J’en profite, non sans fierté, pour la montrer à des prospecteurs anglais, même grelottants… Or certains d’entre eux ont découvert des monnaies frappées en argent, du plus bel effet… (Quant à moi, j’ai encore en tête ce moment où la monnaie m’est apparue, telle qu’elle est actuellement, toute aussi belle. Je vous la présente céans…) J’ai eu ce jour la chance qui sourit aux audacieux. Mais Peter n’est plus visible dans ce champ, il est reparti dans sa voiture, car il est complètement frigorifié et ses pieds lui font très mal. Moi, je déterre encore deux autres monnaies romaines, puis plus tard, une belle boucle du XVIIème siècle, ainsi qu’une broche destinée à y insérer les deux côtés d’un foulard… C’est un objet typiquement anglais, sans aucun doute. Ce sont de bien belles trouvailles, accompagnées par d’excellents souvenirs surtout, même si mes partenaires ont manqué de veine.
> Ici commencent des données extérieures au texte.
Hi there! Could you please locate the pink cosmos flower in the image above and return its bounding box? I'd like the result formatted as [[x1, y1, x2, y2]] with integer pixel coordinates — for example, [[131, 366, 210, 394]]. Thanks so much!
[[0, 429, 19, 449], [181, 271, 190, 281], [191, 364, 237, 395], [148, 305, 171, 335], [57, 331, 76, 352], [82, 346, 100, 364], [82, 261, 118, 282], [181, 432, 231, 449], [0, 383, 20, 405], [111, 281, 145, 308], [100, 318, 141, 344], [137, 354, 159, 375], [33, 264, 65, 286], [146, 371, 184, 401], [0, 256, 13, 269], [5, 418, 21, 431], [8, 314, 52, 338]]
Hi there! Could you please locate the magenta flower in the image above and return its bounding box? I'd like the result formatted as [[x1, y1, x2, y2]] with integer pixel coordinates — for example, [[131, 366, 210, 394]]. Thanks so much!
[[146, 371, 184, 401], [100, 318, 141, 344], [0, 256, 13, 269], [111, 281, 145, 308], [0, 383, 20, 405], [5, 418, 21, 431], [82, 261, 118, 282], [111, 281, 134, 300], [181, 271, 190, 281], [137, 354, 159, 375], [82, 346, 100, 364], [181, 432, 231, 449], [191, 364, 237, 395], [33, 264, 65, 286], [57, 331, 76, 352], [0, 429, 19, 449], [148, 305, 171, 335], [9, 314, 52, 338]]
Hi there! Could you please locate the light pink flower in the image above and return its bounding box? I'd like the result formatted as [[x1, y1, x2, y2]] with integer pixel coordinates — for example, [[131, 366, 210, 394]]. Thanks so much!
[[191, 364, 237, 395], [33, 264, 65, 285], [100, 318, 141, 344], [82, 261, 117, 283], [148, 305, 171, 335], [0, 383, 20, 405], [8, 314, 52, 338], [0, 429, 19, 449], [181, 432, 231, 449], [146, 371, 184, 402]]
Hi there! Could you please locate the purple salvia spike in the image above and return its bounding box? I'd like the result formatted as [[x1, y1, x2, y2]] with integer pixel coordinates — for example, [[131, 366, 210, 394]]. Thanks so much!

Mais il se fait tard, et nous sommes frustrés de détecter sans Peter. Nous nous dirigeons alors vers les voitures, dans une dernière ligne droite rapide et sans surprise. Nous devons nous séparer, et, pour nous, rentrer en France. Nous nous sommes promis de nous revoir, sans doute pour les beaux jours. Car ces deux journées formidables se sont déroulées dans des conditions exécrables, s’agissant de la météo : il n’avait pas neigé ici depuis 1983, à cette période de l’année ! Nous invitions Peter à venir poêler en France, quand il le voudra. Et ce sera pour lui l’occasion de revoir sa famille, de faire la fête, de boire du bon vin… Ainsi fut notre week-end pascal anglais. Merci encore à Peter pour son accueil et pour sa sympathie, merci à l’Anglais, quel qu’il soit, pour sa gentillesse sans faille et sa disponibilité à toute épreuve. Merci au Club de détection de loisir « The three counties ». Vive la détection, et gardez le Cap !

le Treasure Act

Le Treasure ACT de 1996 montre que les anglais ont comme d’habitude beaucoup d’avance sur nous en matière de collaboration archéologues prospecteurs. Cet acte, passé par le Parlement, est complexe. En voici un résumé. Cet ensemble de lois oblige l’inventeur d’un trésor (définition anglaise d’un trésor) à déclarer sa trouvaille sous 14 jours au coroner le plus proche. Le coroner est un officier public chargé de mener des enquêtes visant à déterminer comment et pourquoi sont survenus des décès autrement que par suite de causes naturelles.

Mais depuis 1996, il possède un rôle déterminant dans l’application de la loi sur les trésors. Ce dernier va mener une enquête, et déterminer selon les critères anglais, si la découverte fait bel et bien partie d’un trésor. Si l’enquête conclut qu’il s’agit d’un trésor, alors l’inventeur doit le proposer à la vente à un musée à un prix fixé par une commission d’experts indépendants. Seulement au cas ou un musée ne serait pas intéressé dans la trouvaille, ou s’il n’a pas les fonds pour s’en porter acquéreur, alors l’inventeur peut le garder.